Samuel Davies as pioneer of Watts usage and first American hymn writer
Context
The dissertation devotes significant attention to Samuel Davies (1723-1761) as a key figure in introducing Watts to American Presbyterianism. Davies was a leader of the Great Awakening in Virginia, founder of Hanover Presbytery, and later President of the College of New Jersey (Princeton). The passages describe his role in championing Watts’ psalms and hymns.
Extract
Davies was years ahead of his time with his interest in using Psalms and hymns of Isaac Watts, and his desire to have these hymns sung in Presbyterian churches.

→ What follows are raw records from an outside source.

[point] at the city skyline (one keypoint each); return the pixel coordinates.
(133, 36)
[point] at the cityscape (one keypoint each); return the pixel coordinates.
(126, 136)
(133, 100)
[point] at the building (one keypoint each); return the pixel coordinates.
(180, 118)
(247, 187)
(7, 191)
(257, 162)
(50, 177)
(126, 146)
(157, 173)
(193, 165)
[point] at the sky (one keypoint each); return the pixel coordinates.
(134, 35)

He belongs to that generation of American Presbyterians who began the movement of revolt against the established ordinance of exclusive psalm-singing; who first tested and then welcomed the Imitations of Dr. Watts and, later, his Hymns. When Davies was born Watts’s earliest hymns had been before the public for only 16 years, and the date of Davies’s death was but 13 years later than that of Watts himself. It was not until 27 years after Davies’ death that the singing of hymns was actually authorized by the Synod of the Church in which he ministered.
[From Davies’ 1756 letter to the London Society for Promoting Religious Education among the Poor:]

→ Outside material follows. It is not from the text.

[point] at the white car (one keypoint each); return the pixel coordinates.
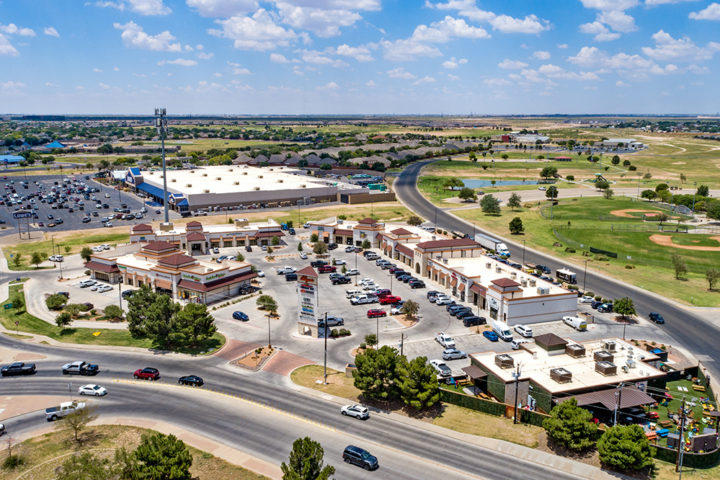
(445, 340)
(92, 389)
(357, 411)
(523, 330)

The books I principally want for them are Watts’ Psalms and Hymns and Bibles, especially the former, for the negroes, above all the human species I ever knew, have an ecstatic delight in Psalmody.
[After receiving and distributing the books:]
Sundry of them have lodged all night in my kitchen, and sometimes when I awakened about two or three o’clock in the morning, a torrent of sacred harmony poured into my chamber and carried my mind away to heaven.
Significance
This extract establishes Samuel Davies as the crucial figure who introduced Watts to Southern Presbyterianism, decades before the formal controversy erupted:
- Generational timing: Davies was a near-contemporary of Watts himself, introducing his work to America in real time rather than as an established tradition
- “Revolt” against exclusive psalmody: The language explicitly frames Davies as beginning a “revolt against the established ordinance of exclusive psalm-singing”
- New Side connection: Davies’ role with Hanover Presbytery and the New Side Synod of New York explains why that branch became “more inclined to look with favor upon the use of Watts”
- Ahead of his time: Davies died 27 years before the Synod officially authorized hymn-singing, showing he was a pioneer
- Enthusiasm for Watts: His letters reveal genuine love for Watts’ work, describing its use among enslaved people who had “an ecstatic delight in Psalmody”
This helps explain the regional and theological divisions in the later controversy: Davies’ introduction of Watts through the Great Awakening and New Side Presbyterianism set up the eventual conflict with Old Side and Scottish-Irish traditionalists.